The company’s key differentiator is its high-tech software that allows potential buyers to minutely filter and search potential properties. On the selling end, Redfin allows homeowners to list their homes, find an estimate of its value, and learn what similar homes in the area are selling for, and etc.
Redfin’s IPO has been described as one of the “most eagerly anticipated” this year due to its strong year-over-year revenue growth in the past few years. In addition, most analysts agree that the company has lots of room to continue its growth through continued market expansion and new service offerings.
Redfin debuted Friday on the Nasdaq under the ticker “RDFN.” Shares of Redfin went public on Friday in a $138.5 million IPO. Stock was offered at $15 a share, which is higher than the expected price range of $12 to $14 each.
Redfin’s revenue in 2016 grew 43 percent to $267.2 million. The brokerage’s net loss narrowed to $22.5 million; it had been $30.2 million previously.

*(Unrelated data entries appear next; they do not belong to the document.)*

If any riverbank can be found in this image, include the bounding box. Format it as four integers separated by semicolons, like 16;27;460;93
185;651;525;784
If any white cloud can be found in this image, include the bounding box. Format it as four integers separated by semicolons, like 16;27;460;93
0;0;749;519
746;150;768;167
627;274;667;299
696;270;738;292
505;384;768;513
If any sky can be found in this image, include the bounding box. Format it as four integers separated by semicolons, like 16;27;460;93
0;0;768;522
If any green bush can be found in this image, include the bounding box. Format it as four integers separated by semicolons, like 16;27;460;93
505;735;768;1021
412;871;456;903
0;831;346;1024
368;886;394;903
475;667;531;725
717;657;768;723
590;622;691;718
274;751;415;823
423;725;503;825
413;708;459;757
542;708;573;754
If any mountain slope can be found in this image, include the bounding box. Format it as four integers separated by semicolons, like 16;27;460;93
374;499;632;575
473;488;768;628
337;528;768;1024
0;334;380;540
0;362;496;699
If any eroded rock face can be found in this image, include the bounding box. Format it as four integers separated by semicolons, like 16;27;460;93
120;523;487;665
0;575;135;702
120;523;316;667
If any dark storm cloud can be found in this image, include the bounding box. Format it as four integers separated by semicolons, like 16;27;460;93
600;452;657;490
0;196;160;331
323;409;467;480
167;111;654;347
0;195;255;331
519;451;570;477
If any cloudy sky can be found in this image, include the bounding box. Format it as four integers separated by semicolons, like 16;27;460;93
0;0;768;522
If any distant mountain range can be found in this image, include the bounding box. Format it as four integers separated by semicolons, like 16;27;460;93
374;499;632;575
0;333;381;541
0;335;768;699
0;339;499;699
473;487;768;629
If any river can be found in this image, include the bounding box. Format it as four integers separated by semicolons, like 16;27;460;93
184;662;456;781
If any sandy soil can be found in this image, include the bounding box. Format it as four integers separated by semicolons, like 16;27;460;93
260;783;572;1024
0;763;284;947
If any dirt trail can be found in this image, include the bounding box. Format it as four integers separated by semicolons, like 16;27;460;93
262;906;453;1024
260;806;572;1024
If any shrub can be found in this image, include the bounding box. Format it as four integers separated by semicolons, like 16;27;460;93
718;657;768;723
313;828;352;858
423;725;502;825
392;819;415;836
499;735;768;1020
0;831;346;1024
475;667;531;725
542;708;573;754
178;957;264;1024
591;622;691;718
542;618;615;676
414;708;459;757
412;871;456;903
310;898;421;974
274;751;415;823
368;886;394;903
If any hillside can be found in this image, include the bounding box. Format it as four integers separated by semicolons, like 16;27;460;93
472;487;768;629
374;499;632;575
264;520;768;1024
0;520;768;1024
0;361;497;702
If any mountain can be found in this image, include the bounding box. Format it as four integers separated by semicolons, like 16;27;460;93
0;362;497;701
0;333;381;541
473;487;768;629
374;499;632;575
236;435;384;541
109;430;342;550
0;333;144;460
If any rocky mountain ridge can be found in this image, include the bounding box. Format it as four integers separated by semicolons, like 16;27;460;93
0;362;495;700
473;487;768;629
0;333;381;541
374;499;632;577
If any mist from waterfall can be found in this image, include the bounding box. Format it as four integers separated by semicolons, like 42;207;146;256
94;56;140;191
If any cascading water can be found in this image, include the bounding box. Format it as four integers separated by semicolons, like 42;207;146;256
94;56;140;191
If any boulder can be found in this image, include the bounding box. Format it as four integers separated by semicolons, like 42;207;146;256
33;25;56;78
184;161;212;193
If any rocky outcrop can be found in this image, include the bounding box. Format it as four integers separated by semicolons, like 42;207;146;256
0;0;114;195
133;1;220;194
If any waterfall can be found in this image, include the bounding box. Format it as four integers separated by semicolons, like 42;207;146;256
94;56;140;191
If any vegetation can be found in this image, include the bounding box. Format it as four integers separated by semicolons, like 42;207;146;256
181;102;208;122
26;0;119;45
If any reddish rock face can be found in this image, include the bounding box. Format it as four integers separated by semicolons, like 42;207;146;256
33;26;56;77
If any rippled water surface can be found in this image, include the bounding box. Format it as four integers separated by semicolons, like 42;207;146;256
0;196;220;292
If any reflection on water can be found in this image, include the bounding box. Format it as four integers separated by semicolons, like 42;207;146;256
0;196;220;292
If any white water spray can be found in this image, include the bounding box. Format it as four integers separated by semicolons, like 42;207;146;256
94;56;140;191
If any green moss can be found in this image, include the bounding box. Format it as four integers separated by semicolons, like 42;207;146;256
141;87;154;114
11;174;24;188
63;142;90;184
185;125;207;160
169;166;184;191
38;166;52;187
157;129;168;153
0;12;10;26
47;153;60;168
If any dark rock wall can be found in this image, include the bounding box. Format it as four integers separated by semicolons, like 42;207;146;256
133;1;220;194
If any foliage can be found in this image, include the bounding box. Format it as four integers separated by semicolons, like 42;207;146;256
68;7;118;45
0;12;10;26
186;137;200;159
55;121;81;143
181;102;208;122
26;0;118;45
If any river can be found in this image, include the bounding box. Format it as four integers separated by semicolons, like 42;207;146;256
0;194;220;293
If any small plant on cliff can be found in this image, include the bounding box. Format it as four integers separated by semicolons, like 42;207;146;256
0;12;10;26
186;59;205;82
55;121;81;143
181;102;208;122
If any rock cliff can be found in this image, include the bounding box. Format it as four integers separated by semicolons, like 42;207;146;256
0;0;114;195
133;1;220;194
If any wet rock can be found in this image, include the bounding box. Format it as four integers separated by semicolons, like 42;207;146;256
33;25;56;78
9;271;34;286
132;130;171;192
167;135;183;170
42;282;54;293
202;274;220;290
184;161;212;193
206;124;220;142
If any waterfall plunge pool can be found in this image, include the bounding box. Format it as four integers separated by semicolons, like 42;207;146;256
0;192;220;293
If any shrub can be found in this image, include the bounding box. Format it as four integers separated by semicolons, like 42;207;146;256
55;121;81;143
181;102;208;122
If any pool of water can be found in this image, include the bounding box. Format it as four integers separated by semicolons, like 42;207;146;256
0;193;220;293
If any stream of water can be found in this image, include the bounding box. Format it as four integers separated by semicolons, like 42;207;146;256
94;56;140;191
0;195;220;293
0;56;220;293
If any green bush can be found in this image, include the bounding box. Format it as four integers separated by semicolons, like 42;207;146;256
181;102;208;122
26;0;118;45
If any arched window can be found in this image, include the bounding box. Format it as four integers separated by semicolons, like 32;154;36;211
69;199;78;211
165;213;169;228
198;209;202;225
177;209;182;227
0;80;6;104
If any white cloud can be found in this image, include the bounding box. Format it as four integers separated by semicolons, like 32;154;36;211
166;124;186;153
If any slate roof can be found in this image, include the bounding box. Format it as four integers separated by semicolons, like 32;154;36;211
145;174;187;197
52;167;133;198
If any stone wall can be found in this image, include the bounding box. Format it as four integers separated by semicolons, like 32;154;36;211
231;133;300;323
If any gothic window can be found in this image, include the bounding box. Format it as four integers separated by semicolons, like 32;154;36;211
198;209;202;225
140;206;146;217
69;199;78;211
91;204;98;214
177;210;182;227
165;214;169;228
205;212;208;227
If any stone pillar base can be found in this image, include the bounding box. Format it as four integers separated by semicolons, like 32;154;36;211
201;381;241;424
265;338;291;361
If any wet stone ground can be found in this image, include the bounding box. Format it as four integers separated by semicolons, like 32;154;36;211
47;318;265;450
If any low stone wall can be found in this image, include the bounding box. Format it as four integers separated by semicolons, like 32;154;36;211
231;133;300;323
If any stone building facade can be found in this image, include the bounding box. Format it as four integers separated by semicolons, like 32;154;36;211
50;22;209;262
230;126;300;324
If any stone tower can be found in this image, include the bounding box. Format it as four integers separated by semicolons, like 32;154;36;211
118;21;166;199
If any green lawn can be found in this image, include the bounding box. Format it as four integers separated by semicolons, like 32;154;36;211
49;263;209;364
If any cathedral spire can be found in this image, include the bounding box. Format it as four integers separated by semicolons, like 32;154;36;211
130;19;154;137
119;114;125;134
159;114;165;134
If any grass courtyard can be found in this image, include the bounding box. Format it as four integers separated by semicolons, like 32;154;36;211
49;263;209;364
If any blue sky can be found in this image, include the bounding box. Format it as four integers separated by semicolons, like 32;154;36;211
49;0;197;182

“Our big project is to combine all the things we’re doing online with all the things we’re doing offline,” Redfin’s CEO Glenn Kelman told CNBC. “The real point of attack is when they’re looking at a house on their mobile phone and want to see it right away, how the agent is getting people into properties faster. That’s another big change that’s happened in the market is that it just moves so much more quickly, and some of it is a competitive dynamic—some of it is, now the phone buzzes and new listings sell in hours, not days. We have to move that much faster.”